If you experience a metallic taste in your mouth, you might blame it on the medications or vitamins you take to stay healthy. Although some medicines and vitamins can make your mouth taste strange, they're not always responsible for it. The metallic taste in your mouth might be due to periodontal disease (gum disease). Here's how periodontal disease changes the taste in your mouth and how you can get rid of both issues.

Why Does Your Mouth Taste Metallic?

Periodontal disease develops when bacteria infect and inflame the soft and hard tissues in your mouth. The disease occurs in multiple stages, including gingivitis. Gingivitis is the mildest and least destructive form of gum disease. Gingivitis can make your gums bleed easily when you brush or touch them. The blood released by your inflamed gums can taste like metal.

Gingivitis can take years to damage the gums, or it can spread quickly. If the infection spreads to the ligaments and bone tissues holding your teeth in place, it can become full blown periodontitis. Periodontitis can cause the gums to bleed on their own. In some cases, the bleeding can be severe.
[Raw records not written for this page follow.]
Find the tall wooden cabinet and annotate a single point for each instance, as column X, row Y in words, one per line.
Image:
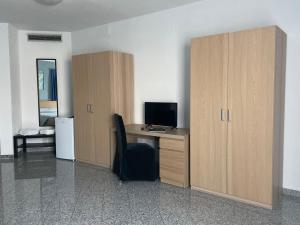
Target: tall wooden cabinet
column 237, row 111
column 102, row 85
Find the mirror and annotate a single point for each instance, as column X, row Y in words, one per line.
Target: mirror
column 47, row 91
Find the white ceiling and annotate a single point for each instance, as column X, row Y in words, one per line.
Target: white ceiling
column 77, row 14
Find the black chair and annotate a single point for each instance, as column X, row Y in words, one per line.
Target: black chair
column 133, row 161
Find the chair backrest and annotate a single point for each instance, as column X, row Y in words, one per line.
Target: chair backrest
column 121, row 145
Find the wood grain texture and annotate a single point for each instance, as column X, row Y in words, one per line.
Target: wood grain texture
column 251, row 80
column 173, row 144
column 174, row 161
column 174, row 152
column 83, row 123
column 208, row 96
column 99, row 87
column 108, row 89
column 122, row 85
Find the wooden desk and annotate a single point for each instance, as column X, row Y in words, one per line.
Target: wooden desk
column 173, row 152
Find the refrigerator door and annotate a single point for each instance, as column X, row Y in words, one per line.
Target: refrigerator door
column 64, row 138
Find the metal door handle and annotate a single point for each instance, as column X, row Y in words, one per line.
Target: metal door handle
column 229, row 116
column 88, row 108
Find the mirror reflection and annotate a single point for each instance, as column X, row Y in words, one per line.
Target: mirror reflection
column 47, row 91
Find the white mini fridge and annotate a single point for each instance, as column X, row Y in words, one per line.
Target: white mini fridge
column 64, row 138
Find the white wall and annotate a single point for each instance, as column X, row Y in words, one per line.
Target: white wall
column 6, row 143
column 160, row 44
column 29, row 51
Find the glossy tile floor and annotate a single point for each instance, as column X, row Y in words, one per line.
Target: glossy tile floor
column 38, row 189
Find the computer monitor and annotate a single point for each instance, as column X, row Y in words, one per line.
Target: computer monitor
column 161, row 113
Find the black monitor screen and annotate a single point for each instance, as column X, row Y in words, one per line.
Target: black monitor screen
column 160, row 113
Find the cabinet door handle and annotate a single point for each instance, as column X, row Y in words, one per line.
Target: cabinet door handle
column 88, row 108
column 222, row 115
column 229, row 115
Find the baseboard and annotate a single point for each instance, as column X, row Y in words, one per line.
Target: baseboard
column 290, row 192
column 233, row 198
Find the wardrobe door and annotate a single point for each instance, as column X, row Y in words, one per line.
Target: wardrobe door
column 250, row 102
column 208, row 120
column 84, row 145
column 99, row 71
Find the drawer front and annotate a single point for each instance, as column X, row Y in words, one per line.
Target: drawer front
column 171, row 144
column 171, row 165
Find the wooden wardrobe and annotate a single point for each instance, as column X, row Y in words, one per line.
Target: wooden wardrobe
column 236, row 114
column 102, row 85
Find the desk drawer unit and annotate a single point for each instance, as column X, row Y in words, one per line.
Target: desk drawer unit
column 173, row 156
column 172, row 144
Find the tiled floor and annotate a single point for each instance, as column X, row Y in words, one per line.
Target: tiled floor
column 38, row 189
To prevent periodontitis and tooth loss, it's important to treat your bleeding gums now.

What Can You Do About Your Gums?

If you rinse your mouth with warm salt water, you may be able to cut down the metallic taste in your mouth. Salt helps control or destroy bacteria by making the environment inside your mouth inhospitable to them. Bacteria need an acidic environment to thrive and multiply. Salt makes the tissues in your mouth less acidic.

Next, discard and replace your old toothbrush right away. The germs in your mouth can live on the surfaces of your toothbrush. You introduce new germs into your mouth every time you brush your teeth. Your new toothbrush should have soft bristles. Softer bristles may keep your gums from bleeding too much when you perform oral care.

Lastly, see a dentist for periodontal care or treatment. A dentist will generally clean the surfaces of your teeth and beneath your gums to remove the infection. A provider may also place antibiotics or antimicrobial medications beneath your gums to help them heal faster. The medications destroy bacteria at the source, which may prevent the germs from spreading further.